Sharing numpy array between processes collecting data (populating array) and parsing data (array ope-CodePudding

My project has a sensor with a Python driver which collects readings and generates a numpy array, which needs to have some statistical processing done and return one or more processed arrays. Both the raw data and processed data are saved to files. To increase data throughput, we want to process a set of data and have the sensor driver collect the next set concurrently.

The driver is comprised of two classes with one class SensorInterface that acts as a main interface to the sensor and the other DataCaptureThread with its main method running in a thread which constantly reads the socket for data. In the high level module, a call to a SensorInterface method initiates the DataCaptureThread to record data into the array and save it to a file after a preset duration has elapsed.
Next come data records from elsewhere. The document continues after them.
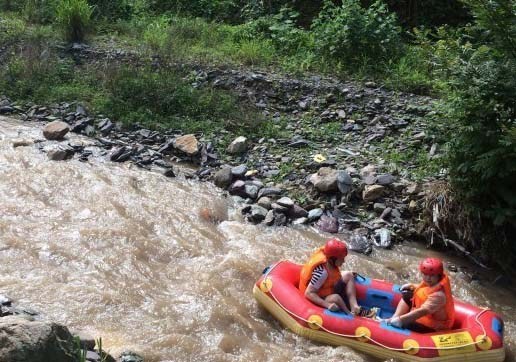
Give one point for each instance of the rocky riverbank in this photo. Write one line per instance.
(332, 169)
(347, 161)
(26, 337)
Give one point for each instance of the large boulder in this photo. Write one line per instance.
(239, 145)
(325, 180)
(25, 341)
(187, 144)
(55, 130)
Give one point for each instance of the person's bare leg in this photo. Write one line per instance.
(337, 299)
(401, 309)
(351, 291)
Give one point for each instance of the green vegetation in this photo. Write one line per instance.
(73, 16)
(462, 52)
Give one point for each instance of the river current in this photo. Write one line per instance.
(165, 266)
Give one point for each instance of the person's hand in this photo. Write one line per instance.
(394, 321)
(407, 286)
(333, 307)
(355, 311)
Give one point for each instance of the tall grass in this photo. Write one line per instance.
(74, 16)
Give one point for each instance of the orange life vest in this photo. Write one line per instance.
(438, 320)
(318, 258)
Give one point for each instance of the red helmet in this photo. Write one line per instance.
(335, 248)
(431, 266)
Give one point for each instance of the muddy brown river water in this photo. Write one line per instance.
(126, 254)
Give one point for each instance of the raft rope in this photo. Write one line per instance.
(482, 340)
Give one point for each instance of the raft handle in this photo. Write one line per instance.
(379, 296)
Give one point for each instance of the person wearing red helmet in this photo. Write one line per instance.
(324, 284)
(428, 305)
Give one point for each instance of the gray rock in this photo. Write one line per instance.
(379, 207)
(385, 179)
(296, 212)
(279, 208)
(5, 300)
(24, 341)
(105, 126)
(269, 191)
(344, 182)
(265, 202)
(359, 242)
(251, 190)
(60, 153)
(300, 221)
(55, 130)
(328, 224)
(239, 145)
(22, 142)
(120, 154)
(382, 238)
(325, 180)
(129, 356)
(280, 220)
(237, 188)
(269, 218)
(413, 189)
(6, 109)
(315, 214)
(386, 213)
(187, 144)
(285, 202)
(239, 171)
(223, 177)
(258, 213)
(373, 192)
(368, 170)
(370, 180)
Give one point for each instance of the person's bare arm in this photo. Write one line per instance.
(311, 295)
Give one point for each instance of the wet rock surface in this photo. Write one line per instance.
(337, 181)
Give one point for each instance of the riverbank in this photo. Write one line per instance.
(341, 155)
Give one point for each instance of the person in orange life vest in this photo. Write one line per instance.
(430, 304)
(322, 282)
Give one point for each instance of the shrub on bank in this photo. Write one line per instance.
(73, 16)
(350, 34)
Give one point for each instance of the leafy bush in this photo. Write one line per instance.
(11, 28)
(11, 5)
(349, 33)
(155, 35)
(111, 10)
(481, 74)
(40, 11)
(74, 17)
(163, 99)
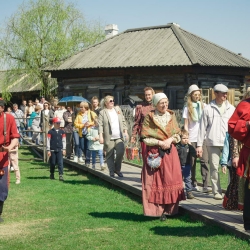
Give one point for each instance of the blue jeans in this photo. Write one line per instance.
(56, 158)
(81, 145)
(100, 153)
(186, 175)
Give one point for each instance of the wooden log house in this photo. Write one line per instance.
(167, 58)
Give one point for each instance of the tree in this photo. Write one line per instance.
(43, 33)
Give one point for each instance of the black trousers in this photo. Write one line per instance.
(56, 158)
(246, 210)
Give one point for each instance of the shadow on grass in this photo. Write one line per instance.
(189, 231)
(123, 216)
(38, 178)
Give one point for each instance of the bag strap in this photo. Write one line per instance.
(4, 128)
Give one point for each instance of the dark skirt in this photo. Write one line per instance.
(246, 210)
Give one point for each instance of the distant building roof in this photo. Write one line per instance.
(20, 83)
(167, 45)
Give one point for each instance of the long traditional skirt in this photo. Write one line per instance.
(162, 189)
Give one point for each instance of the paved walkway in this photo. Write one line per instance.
(204, 207)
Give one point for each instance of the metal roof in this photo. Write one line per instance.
(156, 46)
(20, 83)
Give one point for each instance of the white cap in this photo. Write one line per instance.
(193, 88)
(221, 88)
(157, 97)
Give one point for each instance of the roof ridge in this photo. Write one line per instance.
(184, 44)
(235, 54)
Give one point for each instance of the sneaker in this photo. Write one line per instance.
(190, 195)
(52, 177)
(81, 160)
(102, 167)
(196, 188)
(206, 190)
(218, 196)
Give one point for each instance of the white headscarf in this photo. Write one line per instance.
(157, 97)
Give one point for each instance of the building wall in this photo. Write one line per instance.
(175, 86)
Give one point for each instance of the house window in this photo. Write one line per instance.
(208, 95)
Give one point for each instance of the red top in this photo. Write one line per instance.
(237, 123)
(140, 112)
(12, 133)
(238, 129)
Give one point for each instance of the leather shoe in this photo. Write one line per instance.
(119, 174)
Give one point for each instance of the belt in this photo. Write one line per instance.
(246, 146)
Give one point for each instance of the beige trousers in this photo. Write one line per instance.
(214, 153)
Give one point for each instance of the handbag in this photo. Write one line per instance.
(154, 160)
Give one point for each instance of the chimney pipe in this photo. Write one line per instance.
(111, 30)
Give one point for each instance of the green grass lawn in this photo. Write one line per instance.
(85, 212)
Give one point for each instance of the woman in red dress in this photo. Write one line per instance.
(162, 188)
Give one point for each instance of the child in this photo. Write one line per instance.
(56, 148)
(186, 152)
(94, 145)
(13, 163)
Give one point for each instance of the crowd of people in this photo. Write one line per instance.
(216, 133)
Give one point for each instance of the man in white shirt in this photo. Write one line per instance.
(214, 124)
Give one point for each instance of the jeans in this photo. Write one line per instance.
(186, 175)
(69, 144)
(56, 158)
(115, 163)
(214, 153)
(81, 146)
(100, 153)
(204, 166)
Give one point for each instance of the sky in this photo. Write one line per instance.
(224, 22)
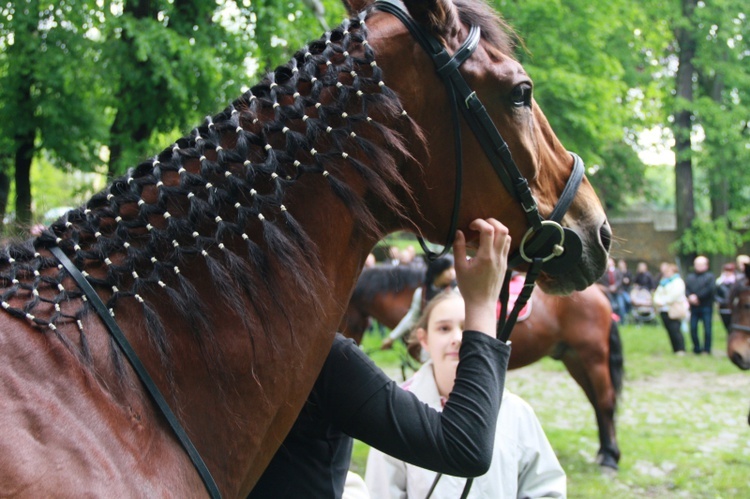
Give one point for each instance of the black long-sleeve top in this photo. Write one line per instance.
(352, 397)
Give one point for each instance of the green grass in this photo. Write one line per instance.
(682, 421)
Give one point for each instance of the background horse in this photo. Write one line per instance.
(228, 258)
(738, 342)
(577, 329)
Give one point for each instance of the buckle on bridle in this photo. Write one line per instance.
(557, 249)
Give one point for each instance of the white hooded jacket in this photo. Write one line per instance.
(523, 463)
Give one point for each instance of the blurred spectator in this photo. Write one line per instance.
(724, 284)
(700, 288)
(370, 261)
(643, 277)
(394, 255)
(627, 284)
(742, 261)
(611, 284)
(669, 300)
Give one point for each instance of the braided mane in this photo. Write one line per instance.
(215, 200)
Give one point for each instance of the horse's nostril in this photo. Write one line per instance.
(605, 235)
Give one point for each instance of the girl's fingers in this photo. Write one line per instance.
(459, 249)
(486, 236)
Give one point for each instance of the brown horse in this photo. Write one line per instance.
(228, 258)
(577, 329)
(738, 342)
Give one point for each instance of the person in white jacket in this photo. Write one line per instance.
(670, 301)
(523, 462)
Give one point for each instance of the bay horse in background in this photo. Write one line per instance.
(576, 329)
(738, 341)
(228, 258)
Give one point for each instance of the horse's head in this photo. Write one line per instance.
(493, 182)
(738, 343)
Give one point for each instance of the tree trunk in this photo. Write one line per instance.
(719, 187)
(25, 131)
(5, 162)
(683, 119)
(123, 131)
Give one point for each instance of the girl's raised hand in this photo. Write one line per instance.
(480, 278)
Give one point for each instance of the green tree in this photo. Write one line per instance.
(172, 60)
(49, 89)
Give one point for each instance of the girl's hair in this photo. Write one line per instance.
(434, 269)
(412, 343)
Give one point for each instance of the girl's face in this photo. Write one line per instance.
(442, 339)
(445, 278)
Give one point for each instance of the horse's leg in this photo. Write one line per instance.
(589, 366)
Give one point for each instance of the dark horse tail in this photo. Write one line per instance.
(616, 358)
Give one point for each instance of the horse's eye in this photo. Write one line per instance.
(521, 95)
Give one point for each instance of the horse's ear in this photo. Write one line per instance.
(438, 16)
(354, 7)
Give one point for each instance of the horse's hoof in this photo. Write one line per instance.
(608, 464)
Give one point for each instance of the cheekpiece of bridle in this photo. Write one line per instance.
(547, 246)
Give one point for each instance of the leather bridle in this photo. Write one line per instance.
(547, 246)
(740, 287)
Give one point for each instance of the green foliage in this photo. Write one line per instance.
(49, 82)
(715, 237)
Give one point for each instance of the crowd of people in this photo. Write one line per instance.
(682, 304)
(453, 418)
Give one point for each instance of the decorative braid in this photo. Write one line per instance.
(216, 197)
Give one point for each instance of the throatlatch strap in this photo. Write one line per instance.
(140, 370)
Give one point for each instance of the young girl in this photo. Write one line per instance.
(523, 462)
(353, 398)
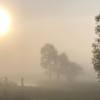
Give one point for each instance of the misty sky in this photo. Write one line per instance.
(68, 24)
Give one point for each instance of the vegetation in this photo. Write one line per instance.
(96, 47)
(58, 64)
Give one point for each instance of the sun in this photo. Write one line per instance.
(4, 22)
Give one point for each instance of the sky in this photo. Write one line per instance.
(67, 24)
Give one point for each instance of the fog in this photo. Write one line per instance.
(68, 25)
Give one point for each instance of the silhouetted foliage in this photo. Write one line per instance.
(48, 58)
(58, 64)
(96, 47)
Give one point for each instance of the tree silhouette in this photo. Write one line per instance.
(58, 64)
(96, 47)
(49, 58)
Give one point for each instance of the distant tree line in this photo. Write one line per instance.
(96, 47)
(58, 65)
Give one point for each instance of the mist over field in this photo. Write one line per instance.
(49, 50)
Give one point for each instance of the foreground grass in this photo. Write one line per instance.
(73, 92)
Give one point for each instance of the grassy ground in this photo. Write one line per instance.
(73, 92)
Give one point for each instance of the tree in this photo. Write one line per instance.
(96, 47)
(68, 69)
(58, 64)
(49, 58)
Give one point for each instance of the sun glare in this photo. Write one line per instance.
(4, 22)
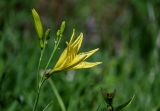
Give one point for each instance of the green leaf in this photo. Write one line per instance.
(38, 24)
(62, 27)
(61, 30)
(47, 34)
(122, 106)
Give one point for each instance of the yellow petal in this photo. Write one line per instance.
(62, 58)
(86, 65)
(77, 60)
(89, 53)
(72, 37)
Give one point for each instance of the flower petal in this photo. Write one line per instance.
(77, 60)
(61, 59)
(72, 37)
(89, 53)
(86, 65)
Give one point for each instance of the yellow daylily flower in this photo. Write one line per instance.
(70, 59)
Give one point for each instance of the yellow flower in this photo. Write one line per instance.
(70, 59)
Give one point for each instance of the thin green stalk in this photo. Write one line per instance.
(54, 50)
(38, 93)
(39, 63)
(57, 94)
(47, 105)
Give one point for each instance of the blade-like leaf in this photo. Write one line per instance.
(47, 34)
(62, 27)
(122, 106)
(38, 24)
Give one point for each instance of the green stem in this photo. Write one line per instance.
(54, 50)
(39, 63)
(57, 94)
(38, 93)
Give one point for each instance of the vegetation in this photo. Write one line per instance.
(126, 32)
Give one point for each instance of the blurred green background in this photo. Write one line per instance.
(126, 31)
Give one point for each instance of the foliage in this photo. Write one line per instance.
(127, 32)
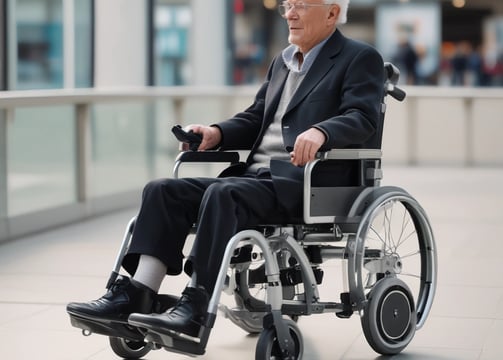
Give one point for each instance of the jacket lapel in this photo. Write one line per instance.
(276, 85)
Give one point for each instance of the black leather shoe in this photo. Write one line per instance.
(185, 317)
(123, 298)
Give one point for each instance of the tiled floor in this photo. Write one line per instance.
(41, 273)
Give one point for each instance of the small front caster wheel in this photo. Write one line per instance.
(268, 346)
(129, 349)
(389, 317)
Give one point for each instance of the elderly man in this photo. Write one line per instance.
(323, 91)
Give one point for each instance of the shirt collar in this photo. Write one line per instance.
(292, 62)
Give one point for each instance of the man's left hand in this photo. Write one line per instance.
(306, 146)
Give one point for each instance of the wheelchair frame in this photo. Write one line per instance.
(392, 306)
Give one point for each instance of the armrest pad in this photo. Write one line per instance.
(208, 156)
(230, 157)
(350, 154)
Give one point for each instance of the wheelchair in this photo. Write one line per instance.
(380, 234)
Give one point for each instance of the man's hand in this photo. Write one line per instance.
(306, 146)
(211, 136)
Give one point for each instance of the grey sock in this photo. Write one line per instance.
(150, 272)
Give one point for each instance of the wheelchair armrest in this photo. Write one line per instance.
(231, 157)
(323, 204)
(350, 154)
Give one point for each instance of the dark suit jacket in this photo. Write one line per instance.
(341, 95)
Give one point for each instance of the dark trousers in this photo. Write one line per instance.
(220, 207)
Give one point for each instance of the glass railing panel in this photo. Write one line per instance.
(41, 159)
(122, 154)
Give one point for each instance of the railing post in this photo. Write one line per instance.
(82, 119)
(469, 127)
(3, 163)
(412, 148)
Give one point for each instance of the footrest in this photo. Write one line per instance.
(106, 327)
(175, 342)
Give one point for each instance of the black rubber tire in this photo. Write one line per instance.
(129, 349)
(389, 317)
(268, 347)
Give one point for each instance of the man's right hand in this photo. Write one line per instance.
(211, 136)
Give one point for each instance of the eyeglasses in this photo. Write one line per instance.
(299, 7)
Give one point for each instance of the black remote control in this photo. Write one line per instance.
(189, 137)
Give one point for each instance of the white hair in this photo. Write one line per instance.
(343, 5)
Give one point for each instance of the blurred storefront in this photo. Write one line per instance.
(85, 43)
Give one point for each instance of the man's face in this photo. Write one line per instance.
(308, 25)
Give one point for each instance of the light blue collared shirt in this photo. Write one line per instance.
(292, 62)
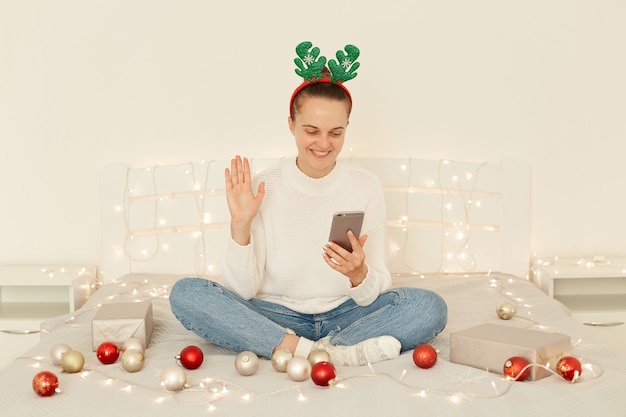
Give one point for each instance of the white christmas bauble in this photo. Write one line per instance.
(173, 378)
(132, 360)
(318, 355)
(247, 363)
(299, 368)
(506, 310)
(280, 358)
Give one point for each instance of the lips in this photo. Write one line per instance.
(320, 154)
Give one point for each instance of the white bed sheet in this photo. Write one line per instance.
(390, 388)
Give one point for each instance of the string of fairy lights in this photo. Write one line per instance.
(208, 388)
(457, 192)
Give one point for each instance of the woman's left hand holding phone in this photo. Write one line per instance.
(243, 204)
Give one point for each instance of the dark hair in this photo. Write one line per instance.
(324, 90)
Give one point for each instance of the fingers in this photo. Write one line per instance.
(239, 172)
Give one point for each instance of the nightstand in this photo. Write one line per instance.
(31, 294)
(594, 290)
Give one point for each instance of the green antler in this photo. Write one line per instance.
(310, 67)
(345, 67)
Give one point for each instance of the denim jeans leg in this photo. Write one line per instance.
(223, 318)
(411, 315)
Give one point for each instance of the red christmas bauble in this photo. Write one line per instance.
(424, 356)
(323, 374)
(107, 352)
(45, 383)
(513, 368)
(191, 357)
(569, 368)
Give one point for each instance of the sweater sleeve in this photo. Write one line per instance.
(378, 279)
(242, 270)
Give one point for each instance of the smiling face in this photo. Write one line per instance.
(319, 127)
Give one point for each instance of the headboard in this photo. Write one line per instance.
(443, 216)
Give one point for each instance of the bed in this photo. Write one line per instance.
(458, 228)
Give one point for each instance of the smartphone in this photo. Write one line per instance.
(342, 222)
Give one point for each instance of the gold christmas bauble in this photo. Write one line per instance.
(280, 359)
(72, 361)
(506, 310)
(57, 352)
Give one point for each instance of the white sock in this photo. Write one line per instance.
(304, 347)
(372, 350)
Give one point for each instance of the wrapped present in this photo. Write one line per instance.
(118, 322)
(489, 346)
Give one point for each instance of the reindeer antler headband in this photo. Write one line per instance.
(311, 68)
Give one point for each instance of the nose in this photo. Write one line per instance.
(325, 141)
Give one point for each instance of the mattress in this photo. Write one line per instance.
(391, 388)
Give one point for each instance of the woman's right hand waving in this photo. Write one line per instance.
(242, 203)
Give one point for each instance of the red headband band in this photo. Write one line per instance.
(307, 83)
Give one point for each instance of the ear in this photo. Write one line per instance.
(292, 124)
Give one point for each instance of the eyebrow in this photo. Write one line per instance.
(315, 127)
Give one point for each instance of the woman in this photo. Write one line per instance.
(279, 292)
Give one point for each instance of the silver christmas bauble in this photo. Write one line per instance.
(132, 360)
(72, 361)
(506, 310)
(135, 344)
(246, 363)
(280, 359)
(299, 369)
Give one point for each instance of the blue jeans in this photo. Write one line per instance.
(218, 315)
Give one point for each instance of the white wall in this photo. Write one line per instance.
(85, 83)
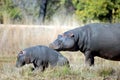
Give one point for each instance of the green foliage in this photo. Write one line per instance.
(103, 10)
(7, 8)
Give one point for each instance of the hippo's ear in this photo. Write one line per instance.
(71, 35)
(59, 36)
(27, 60)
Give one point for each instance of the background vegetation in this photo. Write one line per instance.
(28, 11)
(59, 16)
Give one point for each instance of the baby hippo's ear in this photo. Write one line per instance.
(27, 60)
(72, 35)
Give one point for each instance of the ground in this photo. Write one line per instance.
(102, 70)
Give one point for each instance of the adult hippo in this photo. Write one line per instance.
(97, 39)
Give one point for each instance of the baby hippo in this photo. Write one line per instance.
(41, 57)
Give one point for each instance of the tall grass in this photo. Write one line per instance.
(14, 38)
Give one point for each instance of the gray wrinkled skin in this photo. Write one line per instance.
(41, 57)
(97, 39)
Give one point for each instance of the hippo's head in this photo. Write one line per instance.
(21, 59)
(64, 42)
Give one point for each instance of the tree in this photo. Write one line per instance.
(102, 10)
(42, 11)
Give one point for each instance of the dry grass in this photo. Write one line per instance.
(14, 38)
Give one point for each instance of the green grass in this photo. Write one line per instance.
(14, 39)
(102, 71)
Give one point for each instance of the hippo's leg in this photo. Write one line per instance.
(89, 58)
(39, 66)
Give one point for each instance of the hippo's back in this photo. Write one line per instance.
(105, 39)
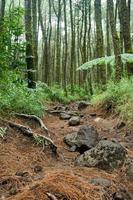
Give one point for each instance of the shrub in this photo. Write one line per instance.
(118, 97)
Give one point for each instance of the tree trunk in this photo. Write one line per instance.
(99, 40)
(116, 41)
(35, 34)
(29, 48)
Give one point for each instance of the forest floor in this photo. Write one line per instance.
(27, 172)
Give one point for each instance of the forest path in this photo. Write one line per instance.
(29, 173)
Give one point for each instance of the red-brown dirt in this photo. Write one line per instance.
(20, 158)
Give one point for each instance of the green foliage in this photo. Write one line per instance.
(16, 97)
(11, 40)
(126, 58)
(58, 94)
(119, 96)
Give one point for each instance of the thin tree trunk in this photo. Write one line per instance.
(29, 48)
(116, 41)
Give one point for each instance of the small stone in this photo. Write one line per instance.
(74, 121)
(84, 139)
(93, 114)
(82, 105)
(38, 168)
(64, 116)
(13, 191)
(37, 177)
(129, 172)
(106, 155)
(101, 181)
(21, 173)
(120, 125)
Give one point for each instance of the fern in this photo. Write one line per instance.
(126, 58)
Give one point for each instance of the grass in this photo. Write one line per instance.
(118, 97)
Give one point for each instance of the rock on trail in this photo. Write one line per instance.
(106, 155)
(84, 139)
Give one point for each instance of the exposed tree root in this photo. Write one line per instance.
(40, 139)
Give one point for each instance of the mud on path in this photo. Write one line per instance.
(27, 172)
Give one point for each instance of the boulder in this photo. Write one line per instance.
(84, 139)
(64, 116)
(74, 121)
(106, 155)
(82, 105)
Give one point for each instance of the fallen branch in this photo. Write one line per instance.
(35, 118)
(40, 139)
(51, 196)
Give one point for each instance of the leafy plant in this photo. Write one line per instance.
(3, 132)
(126, 58)
(118, 97)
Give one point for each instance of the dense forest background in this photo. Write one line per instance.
(64, 50)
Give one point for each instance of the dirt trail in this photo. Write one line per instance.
(29, 173)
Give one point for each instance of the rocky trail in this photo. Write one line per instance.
(94, 158)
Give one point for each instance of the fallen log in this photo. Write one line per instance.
(42, 125)
(40, 139)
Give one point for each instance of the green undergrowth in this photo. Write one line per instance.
(15, 96)
(118, 98)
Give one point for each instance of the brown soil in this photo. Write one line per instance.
(27, 172)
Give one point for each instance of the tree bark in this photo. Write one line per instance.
(29, 47)
(116, 41)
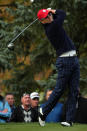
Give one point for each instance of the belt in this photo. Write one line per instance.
(69, 54)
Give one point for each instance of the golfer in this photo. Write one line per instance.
(67, 64)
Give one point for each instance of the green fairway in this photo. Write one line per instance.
(36, 127)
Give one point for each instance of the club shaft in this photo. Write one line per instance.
(23, 30)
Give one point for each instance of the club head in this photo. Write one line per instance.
(11, 46)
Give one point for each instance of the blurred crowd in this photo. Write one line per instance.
(27, 111)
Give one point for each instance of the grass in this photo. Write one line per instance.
(36, 127)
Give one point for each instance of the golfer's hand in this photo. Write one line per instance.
(51, 10)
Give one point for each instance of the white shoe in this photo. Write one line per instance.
(66, 124)
(41, 118)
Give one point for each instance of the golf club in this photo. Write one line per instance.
(11, 44)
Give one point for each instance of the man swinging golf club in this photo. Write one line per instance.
(67, 64)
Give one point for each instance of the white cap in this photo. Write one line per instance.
(34, 95)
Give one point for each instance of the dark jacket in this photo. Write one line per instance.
(57, 35)
(20, 115)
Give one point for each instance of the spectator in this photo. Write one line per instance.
(10, 99)
(56, 114)
(34, 99)
(5, 111)
(24, 112)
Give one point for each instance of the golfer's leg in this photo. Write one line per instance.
(62, 80)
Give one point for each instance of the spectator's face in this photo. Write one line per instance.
(49, 19)
(10, 99)
(48, 94)
(25, 100)
(34, 102)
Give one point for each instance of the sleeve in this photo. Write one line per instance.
(59, 17)
(7, 114)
My contribution has been to develop the data processor, consisting of a single class DataHandler which should receive the numpy array after it is generated and perform its routines. After the array is generated, it is no longer important to the driver.

A very abbreviated version of the code is as such (classes are actually contained in different modules):

class DataCaptureThread():
    def __init__(self,duration,parameters):
        self.duration = 0
        self.parameters = parameters
        self.capture_flag = False
        self.outgoing_data_open_flag = True
        self.thread = Threading.thread(target=self.read_data, args=(duration,))
        
    def read_data(self, duration):
        if self.capture_flag:
            while True:              
                #Pretend this function gets entire dataset from socket and saves file
                self.data_array = ReadSocket()
                #Wait for other process to indicate it's ready to receive array
                while not self.outgoing_data_open_flag:
                    continue
                
class SensorInterface():
    def __init__(self,parameters):        
        self.parameters = parameters
        
    def data_stream_start(self):
        #instantiate object of capture thread in this class
        self.capture_stream = DataCaptureThread()
        
    def collect_data(duration):
        
        self.capture_stream.duration = duration
        self.capture_stream.capture_flag = True
                
class DataHandler():
    def __init__(self):
        #flag to indicate that sensor process is not ready to transfer data
        self.incoming_data_ready_flag = False
        #Flag to indicate that process is currently busy with data, cannot accept more
        self.data_full = False
        self.data_array = np.array([])
        
    def run_processing(self):
        while True:
            #Wait until data is ready
            while not self.incoming_data_ready_flag:
                continue
            #set flag to indicate process is busy with data
            self.data_full = True
            #Pretend this function encapsulates all data processing and saving  
            DataProcessing(self.data_array)
            #Reset flag
            self.data_full = False
               
if __name__ == '__main__':
    import multiprocessing as mp
    #Create objects
    sensor = SensorInterface(params1)
    data_processor = DataHandler(params2)
    
    duration = 3.0   
    #Creating processes for data analysis
    #collect_proc = mp.Process(target=sensor.run_processing, args=(duration,) 
    data_proc = mp.Process(target=data_processor, args=())    
    #start and join processes
    data_proc.start()
    data_proc.join()

This is almost psuedocode, and I may have neglected to initialize variables or made slight mistakes.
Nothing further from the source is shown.